Wednesday, November 19, 2008

... Perhaps a call for ’Temperance’ ?

The first day out that drunken ass yanked out all my hostas with a pitchfork and then set to bellowing at the draft horses until they pulled down the north wall of the stables in fright. I watched them rolling end over end down the meadow, with the section of wall they were still tethered to, that moron provoking them all the way. I breathed a tiny sigh of relief every time I saw Nut or Bolt get to his feet "Thank goodness they're okay …" and then he'd start at them, they'd rush back in fright, pulling up a section of wall, and around and down they'd go again, until they were stopped at the creek. At least I had a nice dinner planned. You know what proud creatures men are; best you let them clean up these messes on their own, but I was livid – is he ignorant or wholly, wholly evil? Maybe it was the whiskey. The hostas couldn't be recovered – what could I say?

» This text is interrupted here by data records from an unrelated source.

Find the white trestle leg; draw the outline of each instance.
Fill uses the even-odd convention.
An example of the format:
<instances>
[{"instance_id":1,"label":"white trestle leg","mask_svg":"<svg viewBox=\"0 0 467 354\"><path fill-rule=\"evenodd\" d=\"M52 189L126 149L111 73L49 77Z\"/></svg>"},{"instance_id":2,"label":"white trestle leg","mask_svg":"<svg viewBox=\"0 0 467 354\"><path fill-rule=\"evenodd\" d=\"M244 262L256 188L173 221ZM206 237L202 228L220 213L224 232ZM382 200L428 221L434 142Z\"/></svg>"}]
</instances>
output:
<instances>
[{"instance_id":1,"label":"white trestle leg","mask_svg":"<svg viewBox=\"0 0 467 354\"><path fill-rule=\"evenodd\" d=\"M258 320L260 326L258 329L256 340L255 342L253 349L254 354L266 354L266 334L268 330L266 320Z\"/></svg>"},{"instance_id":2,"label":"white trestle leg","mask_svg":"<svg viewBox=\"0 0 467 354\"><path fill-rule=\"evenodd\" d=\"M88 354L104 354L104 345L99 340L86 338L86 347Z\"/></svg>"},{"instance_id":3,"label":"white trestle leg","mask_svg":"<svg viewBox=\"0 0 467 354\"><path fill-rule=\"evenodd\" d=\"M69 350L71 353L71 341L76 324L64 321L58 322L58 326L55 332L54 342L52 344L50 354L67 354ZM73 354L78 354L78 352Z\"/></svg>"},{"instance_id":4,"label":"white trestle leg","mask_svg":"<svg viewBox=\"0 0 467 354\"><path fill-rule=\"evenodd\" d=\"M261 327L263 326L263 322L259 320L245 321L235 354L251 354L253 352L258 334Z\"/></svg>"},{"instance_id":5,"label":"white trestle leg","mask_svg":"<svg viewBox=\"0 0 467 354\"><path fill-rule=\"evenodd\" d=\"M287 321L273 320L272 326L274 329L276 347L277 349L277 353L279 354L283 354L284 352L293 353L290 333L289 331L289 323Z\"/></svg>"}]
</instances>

But he got Nut and Bolt back in the stable and dragged the wall back up and nailed it back on with a ball-peen hammer and roofing nails, reinforcing it with bailing twine. Maybe I'd outline his job a little more explicitly tonight and send him into town tomorrow so I could repair the wall properly, and assure poor N & B, while he wasn't around – or maybe not. I wasn't prepared for his table manners or dinner conversation at all – exasperating! He started by picking up the gravy boat and draining it into his gullet – flashback to the way he tossed back that whiskey – and then asked if I could fetch him some more soup! It didn't seem he had ever heard of a noodle clipper in his life, and he picked his back teeth with the pork knife, as if he were giving me a demonstration on what dental hygienists do. Also, Oh, oh, let's just say, 112 years of "Mind the Battenburg" down the tubes in an instant! I was quite beside myself.
He was pontificating on modern art. He had derived this subject by reflecting on the little-dutch-boy-n-girl salt and pepper shaker set on the table. Just amazing, I thought, how these cosmopolitan types sniff at the "choice" of something that was inherited and really quite serviceable, and they know everything but don't know how to DO a damn thing, and when they get the chance, they'd rather prove it than ask any questions.
I told him that while he was bucking and pitching and near ruining the clutch on my tractor towing a windfall up to the woodshed, I went around and had a look at the north wall of the stable. The masses of roofing nails were gobbed in groupings that looked like galvanized-aluminum fungus. Ha! Once all those nails are pried out, the wood was going to look like it had been gnawed away by termites. I don't know how he managed to do so much damage, so quickly, while using all the wrong tools -- his mad, nervous energy, I suppose.
I waited until he pulled the knife away from his gumline before I threw the plate at his head, a blunt strike at the temple. Ah, what now? Peace.